Ptolémée expliquera le mouvement des astres par une combinaison complexe de cercles (images ci-dessus). Ces constructions permettront notamment d'expliquer le mouvement rétrograde des planètes.
Le système proposé par Ptolémée, en accord avec les idées d’Aristote, n’a (presque) jamais été remis en cause pendant des siècles.
Après ces découvertes, l'astronomie va sombrer dans l'oubli. L’Église poursuivant à l'époque, tous ceux qui essayaient de comprendre le ciel...
XVIème siècle, Nicolas Copernic
Il fallut attendre le XVIème siècle pour que les choses commencent à évoluer.
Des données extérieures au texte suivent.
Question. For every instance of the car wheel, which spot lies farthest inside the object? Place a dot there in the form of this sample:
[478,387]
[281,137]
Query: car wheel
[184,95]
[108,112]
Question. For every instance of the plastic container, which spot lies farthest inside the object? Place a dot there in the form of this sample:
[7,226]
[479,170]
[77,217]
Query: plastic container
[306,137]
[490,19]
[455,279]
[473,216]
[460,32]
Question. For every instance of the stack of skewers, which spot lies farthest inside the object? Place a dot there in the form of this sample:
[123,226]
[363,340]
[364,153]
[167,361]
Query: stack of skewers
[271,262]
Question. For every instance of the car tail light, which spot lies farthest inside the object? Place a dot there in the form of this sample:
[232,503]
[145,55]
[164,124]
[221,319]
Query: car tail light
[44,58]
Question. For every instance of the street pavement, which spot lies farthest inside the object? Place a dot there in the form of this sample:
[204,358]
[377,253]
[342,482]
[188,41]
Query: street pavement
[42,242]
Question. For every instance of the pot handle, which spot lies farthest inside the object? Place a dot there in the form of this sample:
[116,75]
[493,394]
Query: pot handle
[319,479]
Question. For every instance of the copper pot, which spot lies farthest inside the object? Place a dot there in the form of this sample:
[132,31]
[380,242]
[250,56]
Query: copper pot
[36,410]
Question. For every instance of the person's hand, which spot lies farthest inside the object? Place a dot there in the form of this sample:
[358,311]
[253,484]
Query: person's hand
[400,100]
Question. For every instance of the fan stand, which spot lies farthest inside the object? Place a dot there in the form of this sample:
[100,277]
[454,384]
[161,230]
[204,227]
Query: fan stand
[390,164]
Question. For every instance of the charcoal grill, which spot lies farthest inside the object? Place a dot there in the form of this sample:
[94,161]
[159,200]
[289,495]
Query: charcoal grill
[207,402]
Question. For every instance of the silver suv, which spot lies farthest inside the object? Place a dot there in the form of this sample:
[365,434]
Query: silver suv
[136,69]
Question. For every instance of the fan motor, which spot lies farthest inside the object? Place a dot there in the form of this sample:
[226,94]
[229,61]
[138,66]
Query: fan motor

Nicolas Copernic était convaincu que la Terre était une planète comme les autres et que toutes les planètes décrivaient des cercles autour du Soleil. Il pensait aussi que la Terre oscillait comme une toupie en tournant
La théorie copernicienne conserve un grand nombre d’éléments de la cosmologie ancienne, notamment les sphères solides portant les planètes et la sphère la plus lointaine portant les étoiles
fixes. Cependant la théorie héliocentrique de Copernic a l'avantage d’expliquer le mouvement quotidien et annuel des planètes et des étoiles. Elle explique également le mouvement
rétrograde apparent de Mars, Jupiter et Saturne, ainsi que le fait que Mercure et Vénus ne s’éloignent jamais trop loin du Soleil.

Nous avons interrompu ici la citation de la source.